En bariz örnek Türkiye’deki otel yatırımcılarının 2015 yılında sınır ihlali yapan Rus savaş uçağının düşürülmesinden sonra yaşadıkları krizdi. O tarihe kadar Rus turistlerin giderek artan ilgisi karşısında, cirolarının yüzde 60’ından fazlasını bu müşteri kitlesi için kurgulayan otel yatırımcılarının, iki ülke arasındaki kriz sebebiyle büyük zararlara uğradığına şahitlik ettik.

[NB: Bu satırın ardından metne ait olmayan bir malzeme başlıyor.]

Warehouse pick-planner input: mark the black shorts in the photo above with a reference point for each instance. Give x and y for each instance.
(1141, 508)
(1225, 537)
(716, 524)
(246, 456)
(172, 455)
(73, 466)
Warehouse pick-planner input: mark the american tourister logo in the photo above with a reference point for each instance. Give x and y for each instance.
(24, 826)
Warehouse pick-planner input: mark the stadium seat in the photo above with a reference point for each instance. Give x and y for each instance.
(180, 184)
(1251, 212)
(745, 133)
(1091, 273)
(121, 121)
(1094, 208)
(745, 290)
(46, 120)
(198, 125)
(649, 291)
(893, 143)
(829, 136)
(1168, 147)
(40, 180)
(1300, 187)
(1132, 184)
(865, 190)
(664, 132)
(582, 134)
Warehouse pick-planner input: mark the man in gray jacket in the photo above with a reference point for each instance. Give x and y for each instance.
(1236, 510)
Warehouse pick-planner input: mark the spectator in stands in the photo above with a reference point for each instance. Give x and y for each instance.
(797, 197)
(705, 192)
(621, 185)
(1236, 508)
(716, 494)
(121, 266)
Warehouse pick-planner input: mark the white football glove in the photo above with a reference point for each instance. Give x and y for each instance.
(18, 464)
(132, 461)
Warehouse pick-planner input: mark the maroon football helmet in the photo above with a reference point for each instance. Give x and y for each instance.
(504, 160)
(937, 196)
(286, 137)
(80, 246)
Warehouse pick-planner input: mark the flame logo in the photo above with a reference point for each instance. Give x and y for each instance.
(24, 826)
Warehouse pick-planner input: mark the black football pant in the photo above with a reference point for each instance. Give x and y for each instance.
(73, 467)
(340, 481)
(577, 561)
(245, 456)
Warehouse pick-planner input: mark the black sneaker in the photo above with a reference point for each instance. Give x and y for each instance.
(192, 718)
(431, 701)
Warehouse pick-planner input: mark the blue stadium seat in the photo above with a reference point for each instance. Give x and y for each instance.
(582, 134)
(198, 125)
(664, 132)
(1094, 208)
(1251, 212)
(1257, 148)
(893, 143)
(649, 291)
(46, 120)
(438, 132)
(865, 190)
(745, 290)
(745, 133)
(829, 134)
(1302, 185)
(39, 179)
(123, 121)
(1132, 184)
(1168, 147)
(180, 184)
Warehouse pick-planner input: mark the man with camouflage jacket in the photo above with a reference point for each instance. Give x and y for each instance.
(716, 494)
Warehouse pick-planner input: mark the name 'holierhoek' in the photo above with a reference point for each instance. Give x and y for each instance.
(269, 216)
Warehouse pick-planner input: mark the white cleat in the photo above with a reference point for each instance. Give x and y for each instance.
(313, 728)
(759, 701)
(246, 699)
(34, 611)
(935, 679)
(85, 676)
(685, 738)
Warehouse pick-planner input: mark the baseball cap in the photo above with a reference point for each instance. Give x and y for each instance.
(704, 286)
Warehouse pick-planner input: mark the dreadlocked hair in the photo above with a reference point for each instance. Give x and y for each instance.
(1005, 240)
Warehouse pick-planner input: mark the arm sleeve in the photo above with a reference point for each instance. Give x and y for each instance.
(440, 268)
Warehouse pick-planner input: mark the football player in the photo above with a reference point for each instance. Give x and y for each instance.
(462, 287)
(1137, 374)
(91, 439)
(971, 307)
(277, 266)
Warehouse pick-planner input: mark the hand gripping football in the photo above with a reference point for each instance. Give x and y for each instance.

Ayrıca Rusya’ya mal ve hizmet satma üzerine kurgulanmış tüm işletmeler de, tarımdan ulaştırmaya kadar büyük zarara uğradı. Bu durum, tedarik ve ciro konusundaki planlama eksikliğinin akılda kalan örneklerindendir diyebilirim. Tedarikçi ve müşteri portföyünde çeşitleme yapmayan önünde sonunda sıkıntıya girecektir.

Enerjideki bağımlılık durumu...

Türkiye enerji tedarikinde benzer bir durumdadır. Eurostat’a göre petrol tedarikinin yüzde 40’ından daha fazlasını İran’dan sağlayan Türkiye, tükettiği doğal gazın yüzde 50’sinden fazlasını Rusya’dan satın alıyor. Açıkçası Türk diplomasisi de bu gerçeğin çerçevesinde şekilleniyor. 

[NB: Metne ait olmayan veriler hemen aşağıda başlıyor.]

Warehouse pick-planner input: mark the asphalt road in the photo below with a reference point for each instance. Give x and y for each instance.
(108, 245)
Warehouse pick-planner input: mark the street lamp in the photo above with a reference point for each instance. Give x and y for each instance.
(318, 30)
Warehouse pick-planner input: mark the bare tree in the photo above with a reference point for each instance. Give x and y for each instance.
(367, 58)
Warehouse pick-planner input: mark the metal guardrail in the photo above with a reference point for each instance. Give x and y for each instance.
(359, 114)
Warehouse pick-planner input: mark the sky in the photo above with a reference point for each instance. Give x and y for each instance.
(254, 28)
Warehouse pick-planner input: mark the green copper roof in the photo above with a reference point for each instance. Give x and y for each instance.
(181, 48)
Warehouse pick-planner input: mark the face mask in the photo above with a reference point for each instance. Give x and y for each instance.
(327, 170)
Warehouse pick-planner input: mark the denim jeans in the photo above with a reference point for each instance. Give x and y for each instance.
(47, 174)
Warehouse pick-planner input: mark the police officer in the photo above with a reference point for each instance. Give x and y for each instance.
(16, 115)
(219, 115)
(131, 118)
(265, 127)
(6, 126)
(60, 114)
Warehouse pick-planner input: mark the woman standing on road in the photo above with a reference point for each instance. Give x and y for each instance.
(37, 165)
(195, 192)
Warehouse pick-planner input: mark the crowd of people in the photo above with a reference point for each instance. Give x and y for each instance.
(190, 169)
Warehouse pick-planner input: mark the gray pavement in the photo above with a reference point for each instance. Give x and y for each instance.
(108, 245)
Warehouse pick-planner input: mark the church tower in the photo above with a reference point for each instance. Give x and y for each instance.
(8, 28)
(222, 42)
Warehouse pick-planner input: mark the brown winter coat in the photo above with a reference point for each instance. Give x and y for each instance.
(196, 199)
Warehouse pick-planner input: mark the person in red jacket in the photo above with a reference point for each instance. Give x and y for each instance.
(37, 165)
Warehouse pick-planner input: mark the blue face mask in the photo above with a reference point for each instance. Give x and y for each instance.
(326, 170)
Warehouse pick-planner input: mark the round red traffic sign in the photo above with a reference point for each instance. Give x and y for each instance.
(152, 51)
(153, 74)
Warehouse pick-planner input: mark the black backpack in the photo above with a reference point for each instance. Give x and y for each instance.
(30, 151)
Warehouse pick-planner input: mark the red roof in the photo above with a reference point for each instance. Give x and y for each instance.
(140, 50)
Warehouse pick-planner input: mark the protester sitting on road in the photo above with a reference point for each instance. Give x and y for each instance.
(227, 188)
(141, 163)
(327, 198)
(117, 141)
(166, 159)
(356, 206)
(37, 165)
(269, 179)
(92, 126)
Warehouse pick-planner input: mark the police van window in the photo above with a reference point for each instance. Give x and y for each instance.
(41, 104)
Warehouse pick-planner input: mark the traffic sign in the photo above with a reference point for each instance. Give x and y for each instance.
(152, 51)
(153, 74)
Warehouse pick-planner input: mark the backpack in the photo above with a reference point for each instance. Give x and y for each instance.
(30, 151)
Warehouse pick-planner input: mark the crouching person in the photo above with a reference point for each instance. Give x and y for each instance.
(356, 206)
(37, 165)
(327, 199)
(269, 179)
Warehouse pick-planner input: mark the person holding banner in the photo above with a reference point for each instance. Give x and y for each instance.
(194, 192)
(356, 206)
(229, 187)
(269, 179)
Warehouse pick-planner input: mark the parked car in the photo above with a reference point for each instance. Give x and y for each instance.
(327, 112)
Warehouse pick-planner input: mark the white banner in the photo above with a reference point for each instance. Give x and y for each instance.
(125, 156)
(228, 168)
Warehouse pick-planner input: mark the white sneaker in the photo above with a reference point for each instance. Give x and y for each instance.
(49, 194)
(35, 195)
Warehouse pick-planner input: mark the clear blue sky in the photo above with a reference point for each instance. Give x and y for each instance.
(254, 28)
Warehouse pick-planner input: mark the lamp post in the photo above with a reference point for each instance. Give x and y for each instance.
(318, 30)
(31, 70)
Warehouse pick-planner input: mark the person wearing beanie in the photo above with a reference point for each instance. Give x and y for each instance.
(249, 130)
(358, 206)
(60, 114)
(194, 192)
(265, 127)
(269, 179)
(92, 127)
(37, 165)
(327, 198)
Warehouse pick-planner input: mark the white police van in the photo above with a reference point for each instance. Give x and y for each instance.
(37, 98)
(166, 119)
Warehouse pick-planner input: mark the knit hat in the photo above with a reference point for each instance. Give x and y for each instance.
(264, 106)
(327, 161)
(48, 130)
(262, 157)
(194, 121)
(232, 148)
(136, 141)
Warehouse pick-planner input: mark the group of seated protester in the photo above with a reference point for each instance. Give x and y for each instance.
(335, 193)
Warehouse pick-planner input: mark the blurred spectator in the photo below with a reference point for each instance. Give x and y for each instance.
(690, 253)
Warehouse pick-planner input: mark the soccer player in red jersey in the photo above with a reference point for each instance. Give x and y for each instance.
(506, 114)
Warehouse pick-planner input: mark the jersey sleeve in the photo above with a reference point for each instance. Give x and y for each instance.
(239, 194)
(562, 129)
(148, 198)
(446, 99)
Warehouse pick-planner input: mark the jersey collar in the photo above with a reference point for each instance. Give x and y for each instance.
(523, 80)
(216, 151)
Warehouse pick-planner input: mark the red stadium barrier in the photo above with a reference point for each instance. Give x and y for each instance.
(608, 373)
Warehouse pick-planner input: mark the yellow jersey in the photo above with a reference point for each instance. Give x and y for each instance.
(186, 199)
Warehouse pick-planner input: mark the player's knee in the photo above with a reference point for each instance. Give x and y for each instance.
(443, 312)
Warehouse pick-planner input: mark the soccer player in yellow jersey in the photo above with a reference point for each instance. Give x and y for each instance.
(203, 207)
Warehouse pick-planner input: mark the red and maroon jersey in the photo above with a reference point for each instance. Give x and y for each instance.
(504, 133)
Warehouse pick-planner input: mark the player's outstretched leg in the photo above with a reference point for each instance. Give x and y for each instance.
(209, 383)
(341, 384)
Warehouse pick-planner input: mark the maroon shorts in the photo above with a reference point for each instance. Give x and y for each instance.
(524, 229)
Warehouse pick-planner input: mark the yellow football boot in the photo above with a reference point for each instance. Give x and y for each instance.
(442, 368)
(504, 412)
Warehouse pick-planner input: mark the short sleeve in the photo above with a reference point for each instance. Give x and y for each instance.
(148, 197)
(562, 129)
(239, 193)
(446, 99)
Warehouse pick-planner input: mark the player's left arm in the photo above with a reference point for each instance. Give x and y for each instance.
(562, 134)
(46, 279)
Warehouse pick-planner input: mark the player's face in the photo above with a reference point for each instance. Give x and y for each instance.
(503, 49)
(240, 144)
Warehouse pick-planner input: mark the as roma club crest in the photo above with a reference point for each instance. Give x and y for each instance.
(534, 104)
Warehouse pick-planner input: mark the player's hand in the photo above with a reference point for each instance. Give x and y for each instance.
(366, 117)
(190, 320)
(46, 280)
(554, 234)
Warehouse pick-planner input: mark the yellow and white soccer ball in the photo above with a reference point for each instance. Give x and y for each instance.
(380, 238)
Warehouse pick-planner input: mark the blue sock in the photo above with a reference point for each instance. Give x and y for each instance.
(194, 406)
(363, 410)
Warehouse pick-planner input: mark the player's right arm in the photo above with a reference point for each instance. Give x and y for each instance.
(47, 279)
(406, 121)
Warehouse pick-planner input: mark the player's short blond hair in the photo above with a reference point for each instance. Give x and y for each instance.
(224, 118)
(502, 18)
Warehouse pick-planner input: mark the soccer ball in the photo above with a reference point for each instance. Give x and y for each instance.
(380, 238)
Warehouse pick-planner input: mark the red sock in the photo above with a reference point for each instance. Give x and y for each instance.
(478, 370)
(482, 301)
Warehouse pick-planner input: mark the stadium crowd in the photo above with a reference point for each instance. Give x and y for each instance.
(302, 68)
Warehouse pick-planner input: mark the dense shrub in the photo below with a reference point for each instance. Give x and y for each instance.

Batı ülkelerinin Türkiye’yi sürekli olarak İran ve Rusya’ya yakın durmakla suçlamasının yanlışlığı buradan anlaşılabilir. Türkiye’nin enerji tedarikini yakın bölgeden sağlaması kadar doğal bir durum yok. Yine de İran ve Rusya’nın başına geleceklerinden etkileneceği gibi, bu ülkelerin yapacağı baskılara veya dayatmalara da direnmesi kolay değil. Her şeyden önce Türkiye’nin elektriğin yüzde 40’ından fazlasının doğal gazdan üretildiğini unutmamak gerekiyor. Hal böyleyken, Rusya ve İran’a karşı dikkatli bir politika yürütmek zorunda olduğu da görülüyor.

Ancak nükleer enerji ve savunma sanayinde de Türkiye’nin Rusya ile işbirliğine gidiyor olması, Batı’yı endişelendirmeye başladı. Tarihe bakıldığında ne Rusya ne de İran ile istikrarlı bir ilişki tesis edilememiş olduğu gerçeği de göz önüne alınırsa, Türkiye’nin diplomasi açısından esnekliğini azaltacak bir sürecin yaşanacağını, bunun sonucunda da zarar göreceği ihtimalini azımsamıyorum.

Tabii şu da sorulabilir: “Finlandiya’nın doğal gaz ihtiyacının yüzde 100’ünü Ruslar karşılıyor, o zaman onlar da mı tehlike altında?” Bana kalırsa pek de doğru bir davranış sergilememişler ama elektrik üretiminde atom enerjisi dahil birçok alternatifi masaya sürmüş durumdalar. Dolayısıyla Rusya’nın Finlandiya’nın ihtiyaç duyduğu doğal gazın tamamını veriyor olmasının hafifletici sebepleri olabilir. 

Yani, bu konuda Türkiye’den daha avantajlı bir konumda olabilirler.
Aslına bakılırsa enerjinin verimli kullanılması en az tedariki kadar önemli bir unsur. Türkiye’de enerjinin yüzde 45’inden fazlası binalarda tüketilirken, yüzde 80 nispetinde verimsiz şekilde kullanıldığı kanıtlanmış. Yani tedarikte istediğimiz kadar alternatif yaratalım, verimsiz kullandığımız sürece sorunu çözmemiz mümkün olamayacak. Gelişmiş ülkelerde verimlilik sağlandıktan sonra alternatif kaynak geliştirilirken, Türkiye’de tam tersine önce kaynaklar çeşitlenmeye çalışılıyor. Hem de verimlik sağlanmadan. Bu durumda sürekli olarak enerji bağımlılığı artıyor. Dolayısıyla hem dış politika hem de ekonomi şoklara ve sürprizlere karşı savunmasız kalıyor.

Rusya ile yaşanan krizin yarattığı büyük fatura, yakın tarihimizin en ciddi örneğidir. Dış politikamızın alışılmışın dışında hatta akıllarda soru işareti bırakan şekilde evrilmesi, Türkiye’nin ihtiyaçları hatta muhtaçlıkları sebebiyle oluşmaktadır. Bu şartlardan kazanç sağlayan grupların, alternatif geliştirilmesine karşı verdiği mücadeleyi de buna katmak gerekiyor. 

Sonuç olarak, petrol fiyatlarının yükselmesinden en çok zarar görecek olan ülkelerin başında gelmemiz bir rastlantı değil.